Later, this fails to vectorize in GenericVectorization (I assume because of the dynamic dim), and results in no mfma ops later on:

// -----// IR Dump After GenericVectorization (iree-codegen-generic-vectorization) //----- //
func.func @fit_shared_memory_schedule_matmul() attributes {hal.executable.target = #hal.executable.target<"rocm", "rocm-hsaco-fb", {mma_intrinsics = [#iree_gpu.mma_layout<MFMA_F16_16x16x16_F32>, #iree_gpu.mma_layout<MFMA_F16_32x32x8_F32>], target_arch = "gfx942", ukernels = "none"}>, translation_info = #iree_codegen.translation_info<LLVMGPUVectorDistribute workgroup_size = [256, 1, 1] subgroup_size = 64, {mma_schedule = #iree_gpu.mma_schedule<intrinsic = #iree_gpu.mma_layout<MFMA_F16_16x16x16_F32>, subgroup_m_count = 1, subgroup_n_count = 4>}>} {
  %c128 = arith.constant 128 : index
  %c1280 = arith.constant 1280 : index
  %c0 = arith.constant 0 : index
  %cst = arith.constant 0.000000e+00 : f32
  %c129181184 = arith.constant 129181184 : index
  %c18112 = arith.constant 18112 : index
  %c100980224 = arith.constant 100980224 : index
  %0 = hal.interface.binding.subspan set(0) binding(0) type(storage_buffer) alignment(64) offset(%c129181184) flags(ReadOnly) : !flow.dispatch.tensor<readonly:tensor<80x1280xf16>>
  %1 = hal.interface.binding.subspan set(0) binding(1) type(storage_buffer) alignment(64) offset(%c18112) flags(ReadOnly) : !flow.dispatch.tensor<readonly:tensor<1280x1280xf16>>
  %2 = hal.interface.binding.subspan set(0) binding(2) type(storage_buffer) alignment(64) offset(%c100980224) : !flow.dispatch.tensor<writeonly:tensor<80x1280xf32>>
  %workgroup_id_y = hal.interface.workgroup.id[1] : index
  %3 = affine.apply affine_map<()[s0] -> (s0 * 16)>()[%workgroup_id_y]

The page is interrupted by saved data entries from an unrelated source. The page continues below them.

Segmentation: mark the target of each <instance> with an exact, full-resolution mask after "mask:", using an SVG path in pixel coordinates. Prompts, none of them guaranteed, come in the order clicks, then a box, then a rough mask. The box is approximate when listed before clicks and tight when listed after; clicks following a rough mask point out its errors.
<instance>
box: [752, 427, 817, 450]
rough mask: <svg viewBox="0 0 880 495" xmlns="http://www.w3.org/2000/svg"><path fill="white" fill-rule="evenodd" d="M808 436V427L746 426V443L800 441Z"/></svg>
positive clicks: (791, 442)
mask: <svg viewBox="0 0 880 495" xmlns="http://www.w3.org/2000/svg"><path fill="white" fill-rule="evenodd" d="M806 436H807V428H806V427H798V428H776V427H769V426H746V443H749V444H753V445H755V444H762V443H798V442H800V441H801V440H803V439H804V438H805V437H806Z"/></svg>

  %workgroup_id_x = hal.interface.workgroup.id[0] : index
  %4 = affine.apply affine_map<()[s0] -> (s0 * 128)>()[%workgroup_id_x]

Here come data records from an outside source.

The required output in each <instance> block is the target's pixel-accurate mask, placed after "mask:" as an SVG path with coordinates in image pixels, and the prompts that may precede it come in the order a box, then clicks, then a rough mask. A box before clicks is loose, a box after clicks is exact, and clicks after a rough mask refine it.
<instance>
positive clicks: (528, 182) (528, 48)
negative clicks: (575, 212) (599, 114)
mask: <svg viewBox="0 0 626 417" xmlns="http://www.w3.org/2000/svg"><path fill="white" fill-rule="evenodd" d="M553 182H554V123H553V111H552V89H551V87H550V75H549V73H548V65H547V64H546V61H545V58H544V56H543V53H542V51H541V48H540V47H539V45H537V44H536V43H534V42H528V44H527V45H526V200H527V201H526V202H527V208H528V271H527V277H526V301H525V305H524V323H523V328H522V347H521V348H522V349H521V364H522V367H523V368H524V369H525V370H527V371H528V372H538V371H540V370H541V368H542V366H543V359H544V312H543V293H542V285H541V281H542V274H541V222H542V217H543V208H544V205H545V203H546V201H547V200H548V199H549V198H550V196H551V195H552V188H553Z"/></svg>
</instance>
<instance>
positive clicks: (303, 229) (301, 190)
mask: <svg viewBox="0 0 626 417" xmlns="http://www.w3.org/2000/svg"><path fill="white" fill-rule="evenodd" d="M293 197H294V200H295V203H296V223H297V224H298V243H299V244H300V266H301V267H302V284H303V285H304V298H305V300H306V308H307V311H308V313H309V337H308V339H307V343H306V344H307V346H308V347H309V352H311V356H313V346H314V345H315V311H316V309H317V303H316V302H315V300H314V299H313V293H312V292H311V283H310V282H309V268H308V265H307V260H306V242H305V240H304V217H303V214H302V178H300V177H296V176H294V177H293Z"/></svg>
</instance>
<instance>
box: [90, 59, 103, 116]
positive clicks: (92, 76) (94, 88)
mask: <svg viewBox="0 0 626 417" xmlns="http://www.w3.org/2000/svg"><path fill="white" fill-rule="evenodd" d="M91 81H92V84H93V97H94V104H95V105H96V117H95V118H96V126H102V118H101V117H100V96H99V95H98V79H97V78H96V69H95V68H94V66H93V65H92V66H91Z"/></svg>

  %5 = affine.min affine_map<()[s0] -> (s0 * -16 + 80, 16)>()[%workgroup_id_y]
  %6 = affine.min affine_map<()[s0] -> (s0 * -128 + 1280, 128)>()[%workgroup_id_x]
  %7 = flow.dispatch.tensor.load %2, offsets = [%3, %4], sizes = [%5, %6], strides = [1, 1] : !flow.dispatch.tensor<writeonly:tensor<80x1280xf32>> -> tensor<?x?xf32>
  %8 = flow.dispatch.tensor.load %0, offsets = [%3, 0], sizes = [%5, 1280], strides = [1, 1] : !flow.dispatch.tensor<readonly:tensor<80x1280xf16>> -> tensor<?x1280xf16>
  %9 = flow.dispatch.tensor.load %1, offsets = [0, %4], sizes = [1280, %6], strides = [1, 1] : !flow.dispatch.tensor<readonly:tensor<1280x1280xf16>> -> tensor<1280x?xf16>
  %10 = linalg.generic {indexing_maps = [affine_map<(d0, d1) -> ()>, affine_map<(d0, d1) -> (d0, d1)>], iterator_types = ["parallel", "parallel"]} ins(%cst : f32) outs(%7 : tensor<?x?xf32>) {
  ^bb0(%in: f32, %out: f32):
    linalg.yield %in : f32
  } -> tensor<?x?xf32>
  %extracted_slice = tensor.extract_slice %10[0, 0] [%5, %6] [1, 1] : tensor<?x?xf32> to tensor<?x?xf32>
  %11 = scf.for %arg0 = %c0 to %c1280 step %c128 iter_args(%arg1 = %extracted_slice) -> (tensor<?x?xf32>) {
    %extracted_slice_0 = tensor.extract_slice %8[0, %arg0] [%5, 128] [1, 1] : tensor<?x1280xf16> to tensor<?x128xf16>
    %extracted_slice_1 = tensor.extract_slice %9[%arg0, 0] [128, %6] [1, 1] : tensor<1280x?xf16> to tensor<128x?xf16>
    %12 = linalg.generic {indexing_maps = [affine_map<(d0, d1, d2) -> (d0, d2)>, affine_map<(d0, d1, d2) -> (d2, d1)>, affine_map<(d0, d1, d2) -> (d0, d1)>], iterator_types = ["parallel", "parallel", "reduction"]} ins(%extracted_slice_0, %extracted_slice_1 : tensor<?x128xf16>, tensor<128x?xf16>) outs(%arg1 : tensor<?x?xf32>) {
    ^bb0(%in: f16, %in_2: f16, %out: f32):
      %13 = arith.extf %in : f16 to f32
      %14 = arith.extf %in_2 : f16 to f32
      %15 = arith.mulf %13, %14 : f32
      %16 = arith.addf %out, %15 : f32
      linalg.yield %16 : f32
    } -> tensor<?x?xf32>
    scf.yield %12 : tensor<?x?xf32>
  }
  %inserted_slice = tensor.insert_slice %11 into %10[0, 0] [%5, %6] [1, 1] : tensor<?x?xf32> into tensor<?x?xf32>
  flow.dispatch.tensor.store %inserted_slice, %2, offsets = [%3, %4], sizes = [%5, %6], strides = [1, 1] : tensor<?x?xf32> -> !flow.dispatch.tensor<writeonly:tensor<80x1280xf32>>
  return
}

Max191 · Answer 1 · Thu May 09 2024 06:00:11 GMT+0800 (China Standard Time)

There seems to actually be no bug here. The test is just broken, as it needs a hal.executable.variant for the number of workgroups to be inferred.